Limitations of Prior Work: The core challenge of decision-time planning is compounding error—learned one-step models deviate rapidly from real dynamics after repeated rollouts over long horizons, causing optimizers like CEM to make incorrect decisions based on "hallucinated trajectories." Hierarchical planning is a recognized solution (where the high-level picks subgoals and the low-level executes short-range paths), but it requires a latent space that simultaneously satisfies two contradictory needs: proximity for nearby states (supporting local cost calculation) and preservation of long-range reachability (supporting high-level path search).
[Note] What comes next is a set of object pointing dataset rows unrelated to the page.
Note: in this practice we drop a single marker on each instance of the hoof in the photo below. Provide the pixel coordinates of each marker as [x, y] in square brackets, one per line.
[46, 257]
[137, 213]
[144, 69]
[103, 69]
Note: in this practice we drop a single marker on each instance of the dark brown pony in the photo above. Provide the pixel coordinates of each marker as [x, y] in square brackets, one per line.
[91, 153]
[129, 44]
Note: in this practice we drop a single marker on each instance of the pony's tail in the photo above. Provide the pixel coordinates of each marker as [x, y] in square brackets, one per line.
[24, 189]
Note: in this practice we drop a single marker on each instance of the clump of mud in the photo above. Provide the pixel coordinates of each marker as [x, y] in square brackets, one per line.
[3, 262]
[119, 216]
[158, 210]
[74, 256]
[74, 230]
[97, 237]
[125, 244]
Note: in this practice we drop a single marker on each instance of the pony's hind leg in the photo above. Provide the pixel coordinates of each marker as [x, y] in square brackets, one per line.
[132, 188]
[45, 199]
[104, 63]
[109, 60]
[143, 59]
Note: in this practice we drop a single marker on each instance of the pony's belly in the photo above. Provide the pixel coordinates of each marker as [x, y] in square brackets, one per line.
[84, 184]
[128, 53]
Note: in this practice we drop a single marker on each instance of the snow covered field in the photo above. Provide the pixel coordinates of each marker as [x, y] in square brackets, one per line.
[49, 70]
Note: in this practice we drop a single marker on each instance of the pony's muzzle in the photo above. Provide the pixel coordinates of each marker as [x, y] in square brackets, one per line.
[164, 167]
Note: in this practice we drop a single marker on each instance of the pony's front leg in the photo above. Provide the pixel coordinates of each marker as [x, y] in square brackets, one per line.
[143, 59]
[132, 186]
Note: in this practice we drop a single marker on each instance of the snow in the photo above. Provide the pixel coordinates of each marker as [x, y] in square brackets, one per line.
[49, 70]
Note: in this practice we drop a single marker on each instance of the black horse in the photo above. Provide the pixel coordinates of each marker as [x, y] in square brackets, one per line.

Key Challenge: Common contrastive learning latent spaces (e.g., the random walk contrastive objective in PcLast) perform well in low-level distance estimation but lack explicit encoding of global connectivity. This leads to subgoals generated via k-means that often cross obstacles or produce unreachable high-level paths. Conversely, using raw Euclidean distance ignores environmental dynamics (e.g., two points in a maze being close in Euclidean distance but requiring a long detour).

Goal: To find a latent space such that: (1) distance approximates commute-time distance (CTD), supporting both high- and low-level planning; (2) it is naturally suited for spectral clustering for subgoal discovery; (3) it can be learned from samples without relying on the \(O(|\mathcal{S}|^3)\) cost of exact eigendecomposition.

Key Insight: The authors observe that the eigenvectors of the graph Laplacian are specifically designed to express "multi-scale graph structure"—the first few eigenvectors encode global structures (rooms, regions), while subsequent ones encode local details. Furthermore, spectral clustering theoretically guarantees partitioning the graph along "bottlenecks," naturally corresponding to corridors connecting rooms in navigation tasks. Crucially, the scaled Laplacian representation \(\psi_i(s) = \phi_i(s)/\sqrt{\lambda_i}\) is equivalent to CTD under Euclidean distance, allowing it to serve concurrently as a low-level cost and a high-level distance measure.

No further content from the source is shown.